Pero para hacerlo deberá reconstruir las redes.

Quién contrató.

Quién pagó.

Quién recibió.

Qué empresas participaron.

Qué cuentas operaron.

Qué tecnología se utilizó.

Y quiénes tuvieron acceso a ella.

En paralelo, la Cámara de Diputados constituyó una Comisión Especial Investigadora para examinar la utilización de bots, cuentas automatizadas, redes coordinadas, desinformación y otras herramientas de manipulación digital en procesos políticos desarrollados desde 2020.

Por primera vez, por tanto, las preguntas que durante años quedaron enterradas bajo la opacidad de las campañas digitales pueden comenzar a ser formuladas institucionalmente.

Seguir el dinero

La detención de Cerimedo en Bolivia abrió accidentalmente una puerta sobre Chile.

Lo que apareció inicialmente como la caída judicial de un controvertido consultor argentino comenzó a revelar algo bastante mayor: una red transnacional de consultores, empresas, plataformas tecnológicas, organizaciones políticas y operadores digitales que se desplazaron por distintos procesos electorales latinoamericanos.

En Chile ya no basta con preguntar si Cerimedo conocía a Kast.

Sabemos que lo conoce.

Tampoco basta con encontrar nuevas fotografías.

La pregunta importante es otra.

¿Quién financió realmente las operaciones de Cerimedo en Chile?

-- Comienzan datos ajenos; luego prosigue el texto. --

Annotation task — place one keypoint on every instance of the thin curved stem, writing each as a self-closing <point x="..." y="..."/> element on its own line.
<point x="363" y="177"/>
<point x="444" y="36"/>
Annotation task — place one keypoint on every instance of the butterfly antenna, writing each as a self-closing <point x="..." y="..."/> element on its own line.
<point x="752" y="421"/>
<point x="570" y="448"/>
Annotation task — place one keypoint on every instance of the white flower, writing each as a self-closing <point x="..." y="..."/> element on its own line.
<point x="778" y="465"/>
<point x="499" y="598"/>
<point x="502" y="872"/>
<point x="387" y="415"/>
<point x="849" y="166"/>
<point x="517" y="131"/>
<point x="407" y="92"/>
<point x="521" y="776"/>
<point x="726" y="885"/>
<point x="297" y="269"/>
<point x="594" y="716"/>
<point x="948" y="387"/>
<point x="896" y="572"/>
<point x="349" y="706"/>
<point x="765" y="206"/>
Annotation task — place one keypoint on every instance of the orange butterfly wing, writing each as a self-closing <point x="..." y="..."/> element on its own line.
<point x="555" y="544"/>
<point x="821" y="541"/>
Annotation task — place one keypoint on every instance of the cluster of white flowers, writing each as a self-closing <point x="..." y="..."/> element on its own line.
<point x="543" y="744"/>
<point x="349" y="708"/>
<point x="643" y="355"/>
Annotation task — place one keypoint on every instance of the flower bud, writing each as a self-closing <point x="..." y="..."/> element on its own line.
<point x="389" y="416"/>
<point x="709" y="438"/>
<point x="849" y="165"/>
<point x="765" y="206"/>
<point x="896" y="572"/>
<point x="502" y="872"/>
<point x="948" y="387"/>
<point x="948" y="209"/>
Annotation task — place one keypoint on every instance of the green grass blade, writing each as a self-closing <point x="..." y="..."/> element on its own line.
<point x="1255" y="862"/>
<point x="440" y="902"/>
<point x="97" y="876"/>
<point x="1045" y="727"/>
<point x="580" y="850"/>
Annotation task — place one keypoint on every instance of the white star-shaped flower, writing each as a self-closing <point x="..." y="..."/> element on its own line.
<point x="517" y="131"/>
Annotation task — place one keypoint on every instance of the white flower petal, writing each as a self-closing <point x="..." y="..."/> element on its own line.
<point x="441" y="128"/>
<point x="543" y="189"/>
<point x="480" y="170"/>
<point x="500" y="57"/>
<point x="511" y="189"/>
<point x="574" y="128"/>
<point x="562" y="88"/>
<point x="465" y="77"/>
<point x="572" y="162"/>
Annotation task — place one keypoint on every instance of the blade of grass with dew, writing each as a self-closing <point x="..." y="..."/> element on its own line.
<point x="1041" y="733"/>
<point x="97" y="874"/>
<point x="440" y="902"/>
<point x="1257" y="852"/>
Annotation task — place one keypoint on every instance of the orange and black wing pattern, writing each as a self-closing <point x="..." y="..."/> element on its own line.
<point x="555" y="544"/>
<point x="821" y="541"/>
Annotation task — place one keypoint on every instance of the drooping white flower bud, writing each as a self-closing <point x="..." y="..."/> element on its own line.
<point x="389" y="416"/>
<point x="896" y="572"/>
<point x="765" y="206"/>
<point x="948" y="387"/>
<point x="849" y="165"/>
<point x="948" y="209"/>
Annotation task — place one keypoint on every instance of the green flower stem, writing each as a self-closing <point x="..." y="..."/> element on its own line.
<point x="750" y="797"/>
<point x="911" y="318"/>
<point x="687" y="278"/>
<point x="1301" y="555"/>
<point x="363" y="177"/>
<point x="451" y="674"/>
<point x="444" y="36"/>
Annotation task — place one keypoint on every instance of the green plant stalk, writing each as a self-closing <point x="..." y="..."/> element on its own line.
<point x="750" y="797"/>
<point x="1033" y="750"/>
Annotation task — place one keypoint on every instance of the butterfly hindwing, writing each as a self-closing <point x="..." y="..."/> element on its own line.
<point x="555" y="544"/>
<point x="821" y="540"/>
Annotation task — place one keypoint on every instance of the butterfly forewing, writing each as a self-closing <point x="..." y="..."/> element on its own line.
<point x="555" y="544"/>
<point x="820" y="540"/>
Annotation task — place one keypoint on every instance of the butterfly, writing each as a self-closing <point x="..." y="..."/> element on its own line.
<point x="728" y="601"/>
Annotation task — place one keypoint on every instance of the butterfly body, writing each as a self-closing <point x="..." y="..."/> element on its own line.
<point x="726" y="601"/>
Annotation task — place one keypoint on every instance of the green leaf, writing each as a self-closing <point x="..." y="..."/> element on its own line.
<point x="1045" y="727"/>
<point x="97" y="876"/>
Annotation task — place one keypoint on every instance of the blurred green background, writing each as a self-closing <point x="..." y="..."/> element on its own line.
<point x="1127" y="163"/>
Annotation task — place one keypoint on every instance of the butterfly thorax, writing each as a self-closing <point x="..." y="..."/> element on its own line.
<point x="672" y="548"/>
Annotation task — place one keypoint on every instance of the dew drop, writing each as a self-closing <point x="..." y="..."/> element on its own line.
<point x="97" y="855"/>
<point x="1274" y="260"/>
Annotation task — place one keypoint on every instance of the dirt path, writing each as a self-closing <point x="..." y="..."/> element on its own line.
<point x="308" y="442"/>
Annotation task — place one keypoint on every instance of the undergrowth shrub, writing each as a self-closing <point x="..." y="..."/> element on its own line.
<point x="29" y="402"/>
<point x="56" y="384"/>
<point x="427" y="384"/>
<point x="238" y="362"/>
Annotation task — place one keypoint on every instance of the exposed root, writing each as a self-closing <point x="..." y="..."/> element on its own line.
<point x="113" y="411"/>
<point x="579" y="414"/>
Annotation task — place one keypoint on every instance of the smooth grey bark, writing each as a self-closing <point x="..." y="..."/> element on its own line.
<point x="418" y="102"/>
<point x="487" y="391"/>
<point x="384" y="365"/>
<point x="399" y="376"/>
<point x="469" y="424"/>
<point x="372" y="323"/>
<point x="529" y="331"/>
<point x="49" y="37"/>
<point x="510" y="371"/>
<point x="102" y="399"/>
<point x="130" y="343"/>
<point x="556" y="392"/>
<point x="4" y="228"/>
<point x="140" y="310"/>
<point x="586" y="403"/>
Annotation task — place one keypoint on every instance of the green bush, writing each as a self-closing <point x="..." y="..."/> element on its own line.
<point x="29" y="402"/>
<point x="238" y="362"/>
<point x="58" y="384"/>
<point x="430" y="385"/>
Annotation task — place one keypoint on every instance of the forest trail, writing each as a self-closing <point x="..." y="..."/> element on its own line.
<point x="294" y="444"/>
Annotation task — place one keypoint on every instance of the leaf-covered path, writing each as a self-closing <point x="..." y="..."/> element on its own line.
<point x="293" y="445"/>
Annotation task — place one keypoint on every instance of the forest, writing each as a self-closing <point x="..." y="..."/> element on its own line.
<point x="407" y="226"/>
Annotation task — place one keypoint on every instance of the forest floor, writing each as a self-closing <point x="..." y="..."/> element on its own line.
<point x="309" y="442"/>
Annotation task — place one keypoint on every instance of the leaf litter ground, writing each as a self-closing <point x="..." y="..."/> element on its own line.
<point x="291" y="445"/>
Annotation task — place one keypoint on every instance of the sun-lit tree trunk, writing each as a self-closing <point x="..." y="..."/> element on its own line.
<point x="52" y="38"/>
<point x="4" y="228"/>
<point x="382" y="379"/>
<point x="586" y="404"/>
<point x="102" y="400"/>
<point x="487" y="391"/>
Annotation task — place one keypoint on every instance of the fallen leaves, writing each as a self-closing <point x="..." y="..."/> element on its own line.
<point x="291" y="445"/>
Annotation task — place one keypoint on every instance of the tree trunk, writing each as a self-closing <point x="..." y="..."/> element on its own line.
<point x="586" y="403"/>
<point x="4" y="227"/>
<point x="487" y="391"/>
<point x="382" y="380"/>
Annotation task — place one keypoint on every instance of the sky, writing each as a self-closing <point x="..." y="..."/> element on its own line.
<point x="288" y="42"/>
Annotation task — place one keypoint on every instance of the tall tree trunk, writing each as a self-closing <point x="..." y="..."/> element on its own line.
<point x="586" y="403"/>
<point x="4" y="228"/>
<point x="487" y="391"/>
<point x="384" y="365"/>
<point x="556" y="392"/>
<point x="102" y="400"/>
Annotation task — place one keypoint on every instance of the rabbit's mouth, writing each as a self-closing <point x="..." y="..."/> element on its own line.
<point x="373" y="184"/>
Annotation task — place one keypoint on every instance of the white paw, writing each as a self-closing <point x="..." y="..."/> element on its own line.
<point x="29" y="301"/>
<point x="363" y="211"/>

Él mismo dice que 52 organizaciones civiles le pagaron durante el proceso constitucional.

Una de las organizaciones del Rechazo recibió dinero de su socio chileno. Ese mismo grupo recibió recursos de una persona que hoy trabaja en el Ministerio de Seguridad. Otros integrantes de las estructuras del Rechazo donde Cerimedo operó llegaron posteriormente al Segundo Piso y a la Secom.

Ninguna de estas piezas demuestra por sí sola la existencia de una organización coordinada que haya continuado hasta el actual Gobierno.

Pero juntas describen un circuito político que merece ser reconstruido.

Hay nombres. Hay sociedades. Hay aportes registrados. Hay empresas. Hay organizaciones que pagaron propaganda. Hay tecnología internacional. Y hay personas que posteriormente ingresaron al Estado.

Falta establecer las conexiones entre esas piezas.

Esa es precisamente la tarea que ahora tienen ante sí la Fiscalía y la Cámara.

La ruta más útil quizá sea también la más antigua del periodismo de investigación:

seguir el dinero.

Porque si Cerimedo dijo la verdad cuando afirmó que 52 organizaciones chilenas le pagaron, identificar quiénes fueron, cuánto pagaron, a qué sociedad transfirieron esos recursos y qué recibieron a cambio puede explicar bastante más sobre las campañas digitales chilenas que todas las fotografías publicadas hasta ahora.